Ybrain’s migraine relief device wins US FDA clearance

Ybrain, a Korean electroceuticals maker, said its migraine relief device, Doopang, has received 510(k) clearance from the U.S. FDA. The 510(k) process is a regulatory pathway used by the FDA to ensure the safety and effectiveness of medical devices.

Doopang works by delivering transcutaneous electrical nerve stimulation (TENS) to the trigeminal nerve area on the forehead, which helps to calm overactive nerves and alleviate migraine symptoms.

Doopang is the first locally-developed migraine relief device to receive approval from the Ministry of Food and Drug Safety in 2020. In Korea, the device is available without a prescription and can be purchased at select national pharmacy chains or Ybrain’s online shop. 

The device features two primary modes -- a preventive mode and an acute mode. The preventive mode is designed for use before significant events, such as exams or interviews, to help reduce stress, while the acute mode is intended for immediate use when a migraine or its early symptoms occur.

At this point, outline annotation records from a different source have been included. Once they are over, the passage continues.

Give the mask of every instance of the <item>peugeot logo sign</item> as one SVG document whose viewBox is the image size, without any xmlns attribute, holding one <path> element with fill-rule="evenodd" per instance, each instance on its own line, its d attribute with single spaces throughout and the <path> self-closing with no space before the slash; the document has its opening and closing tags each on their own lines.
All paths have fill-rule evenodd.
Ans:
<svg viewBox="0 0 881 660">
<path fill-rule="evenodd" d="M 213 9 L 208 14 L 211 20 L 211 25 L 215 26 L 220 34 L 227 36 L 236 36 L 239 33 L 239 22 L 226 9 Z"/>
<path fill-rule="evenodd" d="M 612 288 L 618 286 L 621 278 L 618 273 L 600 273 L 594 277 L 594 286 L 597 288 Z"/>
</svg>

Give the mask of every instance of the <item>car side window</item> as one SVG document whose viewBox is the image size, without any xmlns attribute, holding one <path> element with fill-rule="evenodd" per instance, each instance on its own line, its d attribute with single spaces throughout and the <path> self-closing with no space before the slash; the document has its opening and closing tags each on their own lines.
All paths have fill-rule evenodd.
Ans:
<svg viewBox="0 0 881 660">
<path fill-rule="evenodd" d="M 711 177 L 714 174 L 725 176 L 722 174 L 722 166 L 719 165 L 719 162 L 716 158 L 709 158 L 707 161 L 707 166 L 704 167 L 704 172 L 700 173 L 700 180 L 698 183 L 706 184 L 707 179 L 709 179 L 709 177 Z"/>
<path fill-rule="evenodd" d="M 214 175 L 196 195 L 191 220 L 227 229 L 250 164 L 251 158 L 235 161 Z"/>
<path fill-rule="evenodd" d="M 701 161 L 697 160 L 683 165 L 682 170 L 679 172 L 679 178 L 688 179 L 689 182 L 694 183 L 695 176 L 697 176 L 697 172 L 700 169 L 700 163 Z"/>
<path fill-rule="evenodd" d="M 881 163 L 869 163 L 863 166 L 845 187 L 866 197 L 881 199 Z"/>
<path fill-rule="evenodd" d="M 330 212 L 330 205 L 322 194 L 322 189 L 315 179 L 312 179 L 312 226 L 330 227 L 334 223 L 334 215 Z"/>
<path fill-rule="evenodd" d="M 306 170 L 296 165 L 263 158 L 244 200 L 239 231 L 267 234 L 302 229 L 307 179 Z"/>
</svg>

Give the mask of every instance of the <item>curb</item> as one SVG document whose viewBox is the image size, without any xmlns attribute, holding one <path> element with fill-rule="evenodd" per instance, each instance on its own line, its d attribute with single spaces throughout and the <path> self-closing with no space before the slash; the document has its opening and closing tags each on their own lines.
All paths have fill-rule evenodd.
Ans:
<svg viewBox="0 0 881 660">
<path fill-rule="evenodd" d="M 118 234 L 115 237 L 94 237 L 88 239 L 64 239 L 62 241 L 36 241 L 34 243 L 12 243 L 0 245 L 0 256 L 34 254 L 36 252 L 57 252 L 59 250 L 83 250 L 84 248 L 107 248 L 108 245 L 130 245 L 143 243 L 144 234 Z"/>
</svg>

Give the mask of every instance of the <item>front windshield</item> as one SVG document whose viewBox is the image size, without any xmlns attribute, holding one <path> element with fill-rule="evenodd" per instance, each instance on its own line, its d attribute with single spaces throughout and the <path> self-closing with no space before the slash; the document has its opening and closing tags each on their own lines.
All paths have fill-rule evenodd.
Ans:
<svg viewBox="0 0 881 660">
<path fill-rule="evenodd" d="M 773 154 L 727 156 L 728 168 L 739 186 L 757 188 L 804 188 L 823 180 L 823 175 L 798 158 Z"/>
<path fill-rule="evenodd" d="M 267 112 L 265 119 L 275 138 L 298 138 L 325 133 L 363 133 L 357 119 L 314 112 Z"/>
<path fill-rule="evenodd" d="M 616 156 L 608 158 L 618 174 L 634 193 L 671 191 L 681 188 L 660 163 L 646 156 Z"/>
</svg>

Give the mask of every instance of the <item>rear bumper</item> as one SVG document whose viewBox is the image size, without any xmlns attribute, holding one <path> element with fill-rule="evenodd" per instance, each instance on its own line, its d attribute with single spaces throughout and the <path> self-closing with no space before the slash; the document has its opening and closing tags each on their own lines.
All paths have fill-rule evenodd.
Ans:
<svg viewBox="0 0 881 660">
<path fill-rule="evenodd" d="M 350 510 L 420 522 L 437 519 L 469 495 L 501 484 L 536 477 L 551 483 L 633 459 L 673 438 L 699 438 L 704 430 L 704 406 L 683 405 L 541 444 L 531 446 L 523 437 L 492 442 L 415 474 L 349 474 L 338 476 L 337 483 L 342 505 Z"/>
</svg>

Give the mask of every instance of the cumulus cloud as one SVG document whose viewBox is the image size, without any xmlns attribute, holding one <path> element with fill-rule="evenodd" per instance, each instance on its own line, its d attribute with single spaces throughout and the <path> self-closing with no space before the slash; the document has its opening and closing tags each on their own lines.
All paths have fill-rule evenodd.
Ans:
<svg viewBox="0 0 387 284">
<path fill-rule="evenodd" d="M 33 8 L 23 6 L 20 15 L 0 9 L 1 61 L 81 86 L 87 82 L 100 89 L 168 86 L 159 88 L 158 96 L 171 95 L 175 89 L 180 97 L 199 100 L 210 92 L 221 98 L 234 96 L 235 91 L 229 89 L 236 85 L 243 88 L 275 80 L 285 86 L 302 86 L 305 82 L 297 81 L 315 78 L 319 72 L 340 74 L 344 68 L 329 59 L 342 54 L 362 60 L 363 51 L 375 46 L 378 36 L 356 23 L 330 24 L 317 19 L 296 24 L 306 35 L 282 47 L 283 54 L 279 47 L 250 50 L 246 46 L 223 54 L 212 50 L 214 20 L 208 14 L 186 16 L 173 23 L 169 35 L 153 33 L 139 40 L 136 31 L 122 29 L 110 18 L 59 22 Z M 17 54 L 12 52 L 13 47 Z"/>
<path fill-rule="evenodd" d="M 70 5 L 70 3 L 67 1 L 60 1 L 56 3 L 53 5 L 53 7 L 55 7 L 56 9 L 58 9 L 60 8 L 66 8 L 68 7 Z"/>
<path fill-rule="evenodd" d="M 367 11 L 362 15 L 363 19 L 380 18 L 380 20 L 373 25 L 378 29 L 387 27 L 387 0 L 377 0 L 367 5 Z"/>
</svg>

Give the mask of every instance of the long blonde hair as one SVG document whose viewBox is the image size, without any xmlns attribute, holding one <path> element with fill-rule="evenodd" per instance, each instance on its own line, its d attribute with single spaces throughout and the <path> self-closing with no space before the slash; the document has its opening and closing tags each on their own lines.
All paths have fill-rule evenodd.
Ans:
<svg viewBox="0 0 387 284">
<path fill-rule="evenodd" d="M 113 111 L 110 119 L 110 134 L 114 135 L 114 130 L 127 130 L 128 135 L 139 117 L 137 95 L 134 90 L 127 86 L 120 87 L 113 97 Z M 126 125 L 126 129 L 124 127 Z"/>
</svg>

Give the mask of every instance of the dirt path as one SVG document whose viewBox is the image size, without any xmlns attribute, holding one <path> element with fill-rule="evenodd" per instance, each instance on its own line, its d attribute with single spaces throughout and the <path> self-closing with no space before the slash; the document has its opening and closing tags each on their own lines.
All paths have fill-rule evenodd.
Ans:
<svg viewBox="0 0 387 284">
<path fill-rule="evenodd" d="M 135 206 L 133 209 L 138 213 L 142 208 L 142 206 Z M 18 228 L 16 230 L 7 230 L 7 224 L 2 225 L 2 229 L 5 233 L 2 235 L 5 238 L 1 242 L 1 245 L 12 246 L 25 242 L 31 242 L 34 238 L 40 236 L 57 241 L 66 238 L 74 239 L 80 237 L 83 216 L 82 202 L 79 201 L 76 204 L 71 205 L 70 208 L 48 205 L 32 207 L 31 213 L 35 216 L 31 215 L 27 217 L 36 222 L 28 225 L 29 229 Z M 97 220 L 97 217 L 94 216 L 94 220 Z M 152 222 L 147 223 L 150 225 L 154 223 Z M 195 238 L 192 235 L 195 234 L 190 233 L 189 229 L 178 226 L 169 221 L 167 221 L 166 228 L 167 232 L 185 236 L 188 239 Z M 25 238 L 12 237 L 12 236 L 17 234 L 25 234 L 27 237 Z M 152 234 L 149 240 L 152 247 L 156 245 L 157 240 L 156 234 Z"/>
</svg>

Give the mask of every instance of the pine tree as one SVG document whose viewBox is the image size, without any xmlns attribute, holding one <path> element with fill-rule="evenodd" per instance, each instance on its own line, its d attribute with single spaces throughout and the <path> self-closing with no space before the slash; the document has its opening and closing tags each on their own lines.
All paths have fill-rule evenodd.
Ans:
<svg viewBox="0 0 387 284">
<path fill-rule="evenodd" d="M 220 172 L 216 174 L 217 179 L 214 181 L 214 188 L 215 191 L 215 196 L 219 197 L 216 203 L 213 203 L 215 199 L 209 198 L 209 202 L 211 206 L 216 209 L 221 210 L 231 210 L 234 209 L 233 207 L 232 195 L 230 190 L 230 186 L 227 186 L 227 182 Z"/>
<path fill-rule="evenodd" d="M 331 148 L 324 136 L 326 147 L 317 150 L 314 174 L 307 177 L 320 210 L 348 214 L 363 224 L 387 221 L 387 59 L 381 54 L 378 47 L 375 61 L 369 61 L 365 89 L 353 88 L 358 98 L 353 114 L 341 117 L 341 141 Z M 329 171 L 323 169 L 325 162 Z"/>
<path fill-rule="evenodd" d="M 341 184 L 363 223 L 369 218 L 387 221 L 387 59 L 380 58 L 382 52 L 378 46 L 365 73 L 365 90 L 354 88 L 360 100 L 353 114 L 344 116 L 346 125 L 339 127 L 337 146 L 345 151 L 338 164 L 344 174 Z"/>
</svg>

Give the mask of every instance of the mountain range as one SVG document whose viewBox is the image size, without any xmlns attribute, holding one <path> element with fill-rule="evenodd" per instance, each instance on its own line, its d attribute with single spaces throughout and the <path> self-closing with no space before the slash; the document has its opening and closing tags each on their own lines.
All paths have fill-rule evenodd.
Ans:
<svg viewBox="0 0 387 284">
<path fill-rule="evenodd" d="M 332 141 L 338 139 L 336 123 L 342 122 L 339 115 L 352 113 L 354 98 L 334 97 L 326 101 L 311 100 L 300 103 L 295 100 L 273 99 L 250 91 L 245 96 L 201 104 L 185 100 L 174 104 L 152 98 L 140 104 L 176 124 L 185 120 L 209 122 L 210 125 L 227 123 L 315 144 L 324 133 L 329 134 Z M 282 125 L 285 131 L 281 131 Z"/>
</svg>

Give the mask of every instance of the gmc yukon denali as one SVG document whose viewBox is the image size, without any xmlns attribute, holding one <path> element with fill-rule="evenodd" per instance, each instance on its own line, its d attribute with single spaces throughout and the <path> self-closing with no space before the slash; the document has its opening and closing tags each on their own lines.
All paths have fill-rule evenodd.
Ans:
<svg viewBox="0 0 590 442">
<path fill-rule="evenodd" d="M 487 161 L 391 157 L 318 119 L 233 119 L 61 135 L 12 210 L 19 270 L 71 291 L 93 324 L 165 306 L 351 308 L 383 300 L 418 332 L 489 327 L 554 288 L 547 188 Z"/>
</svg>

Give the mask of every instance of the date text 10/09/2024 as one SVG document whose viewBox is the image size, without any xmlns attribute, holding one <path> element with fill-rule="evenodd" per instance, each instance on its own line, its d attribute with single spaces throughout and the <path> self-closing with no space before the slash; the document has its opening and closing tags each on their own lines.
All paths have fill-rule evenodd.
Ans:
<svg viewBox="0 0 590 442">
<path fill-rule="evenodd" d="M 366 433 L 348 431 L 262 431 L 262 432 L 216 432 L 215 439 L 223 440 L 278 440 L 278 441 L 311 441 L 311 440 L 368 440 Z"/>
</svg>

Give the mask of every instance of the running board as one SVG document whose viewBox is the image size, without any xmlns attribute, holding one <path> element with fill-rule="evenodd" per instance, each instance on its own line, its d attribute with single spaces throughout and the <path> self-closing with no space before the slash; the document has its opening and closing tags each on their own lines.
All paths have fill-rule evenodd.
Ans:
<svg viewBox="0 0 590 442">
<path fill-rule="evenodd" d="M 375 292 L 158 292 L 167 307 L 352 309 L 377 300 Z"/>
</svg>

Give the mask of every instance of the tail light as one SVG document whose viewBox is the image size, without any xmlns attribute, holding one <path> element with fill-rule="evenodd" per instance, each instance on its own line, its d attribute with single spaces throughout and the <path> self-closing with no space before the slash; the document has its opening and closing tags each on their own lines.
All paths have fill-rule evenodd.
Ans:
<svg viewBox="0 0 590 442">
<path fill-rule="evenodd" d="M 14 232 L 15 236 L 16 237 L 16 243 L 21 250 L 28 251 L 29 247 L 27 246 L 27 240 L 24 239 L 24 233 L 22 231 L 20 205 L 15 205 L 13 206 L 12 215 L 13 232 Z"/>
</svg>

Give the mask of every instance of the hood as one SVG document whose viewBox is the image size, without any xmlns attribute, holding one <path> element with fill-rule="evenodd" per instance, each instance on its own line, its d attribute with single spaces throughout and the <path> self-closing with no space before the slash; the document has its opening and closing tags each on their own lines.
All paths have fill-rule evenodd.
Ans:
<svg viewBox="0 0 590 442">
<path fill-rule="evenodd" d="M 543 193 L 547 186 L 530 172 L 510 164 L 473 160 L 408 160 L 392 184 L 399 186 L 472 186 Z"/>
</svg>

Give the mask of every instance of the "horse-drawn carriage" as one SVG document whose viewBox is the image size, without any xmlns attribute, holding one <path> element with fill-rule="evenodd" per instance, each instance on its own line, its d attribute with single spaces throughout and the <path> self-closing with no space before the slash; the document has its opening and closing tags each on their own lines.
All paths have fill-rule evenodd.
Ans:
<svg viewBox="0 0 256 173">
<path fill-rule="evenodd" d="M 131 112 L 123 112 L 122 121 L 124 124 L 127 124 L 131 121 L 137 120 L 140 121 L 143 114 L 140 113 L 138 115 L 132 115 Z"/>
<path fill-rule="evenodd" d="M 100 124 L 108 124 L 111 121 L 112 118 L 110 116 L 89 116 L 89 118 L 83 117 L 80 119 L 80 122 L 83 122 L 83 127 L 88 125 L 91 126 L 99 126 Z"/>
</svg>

To use Doopang, patients attach a patch above their eyebrows and place the coin-sized device on the patch. The preventive mode requires 20 minutes of use, whereas the acute mode requires about 60 minutes.

Clinical results have shown that regular use can also decrease the frequency of migraines.

“This FDA approval certifies the safety and efficacy of our device is on an international level,” Ybrain CEO Lee Ki-won said. “We are also hopeful that our other products, such as the prescription depression electronic medication MINDD STIM and the quantitative EEG diagnostic device MINDD SCAN, will achieve similar success with the FDA.”